Critics were on board too. The show holds strong aggregate review scores, and at the 2025 ceremony Poorna Jagannathan won Outstanding Supporting Performance in a Comedy Series at the Gotham TV Awards for the season, with Shaikh nominated for lead. The numbers and the hardware are exactly the kind of early signal Shaikh was talking about, the rare case where a debut cleared the bar fast.

Detail Season 1 Season 2
Premiere March 6, 2025 May 28, 2026
Episodes 10 6
New faces Original ensemble Fred Armisen, Kumail Nanjiani, Andrew Rannells, Lilly Singh, Robin Thede
Where to watch Hulu Hulu, plus Disney+ internationally

The second run trimmed to six episodes and added a deep bench of guest names, betting that a tighter, starrier season holds the audience that found the first.

Where Season 3 Stands

For all the celebration, no third season has been announced. The second season is six episodes streaming now on Hulu in the United States and on Disney+ for international viewers per the platform’s Season 2 guide, and what happens next runs on the same early-window logic Shaikh described from the stage.
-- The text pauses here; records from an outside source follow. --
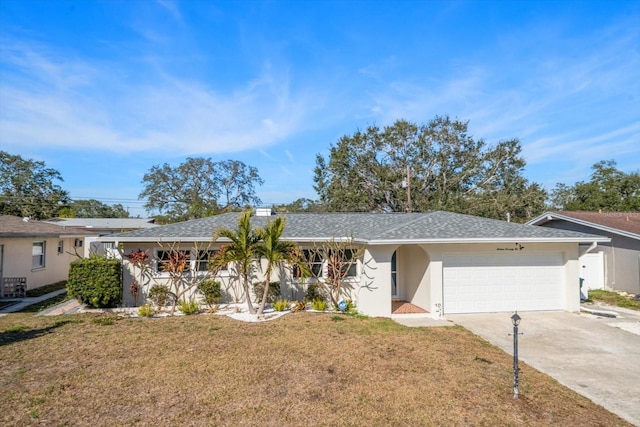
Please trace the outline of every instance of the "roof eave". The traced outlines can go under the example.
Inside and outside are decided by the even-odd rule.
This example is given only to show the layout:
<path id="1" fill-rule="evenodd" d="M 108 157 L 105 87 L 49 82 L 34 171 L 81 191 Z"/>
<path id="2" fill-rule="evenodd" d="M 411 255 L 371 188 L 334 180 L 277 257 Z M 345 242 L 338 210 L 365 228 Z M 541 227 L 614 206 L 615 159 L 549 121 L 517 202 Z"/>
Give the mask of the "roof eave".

That is why a victory lap doubled as a warning. The trophy says the show mattered; the renewal will be decided by how many people press play in the weeks after launch, a figure tracked by firms like Parrot Analytics and its content demand measurement. Season 2’s six episodes are out now, and whether a third follows depends on numbers Hulu has not shared.

Frequently Asked Questions

Where Can I Watch Deli Boys Season 2?

Season 2 streams on Hulu in the United States and on Disney+ in international markets. It runs six episodes and premiered on May 28, 2026.

Has Deli Boys Been Renewed for a Third Season?

No. As of the PAAFF reception, Hulu has not announced a third season. Renewal hinges on early viewership in the weeks after the Season 2 launch.

What Award Did the Show Win at PAAFF?

It received the AANHPI Storyteller Icon Award at the Philadelphia Asian American Film Foundation’s inaugural Benefit Reception, accepted by stars Asif Ali and Saagar Shaikh.

Who Created Deli Boys and Where Is It Set?

The series was created by Abdullah Saeed, a Temple University graduate who lived in Philadelphia for eight years. It is set in the city and follows two Pakistani American brothers who inherit their late father’s drug empire.

Which New Cast Members Joined Season 2?

Fred Armisen joined as a series regular, with guest and recurring turns from Kumail Nanjiani, Andrew Rannells, Lilly Singh and Robin Thede added to the original ensemble.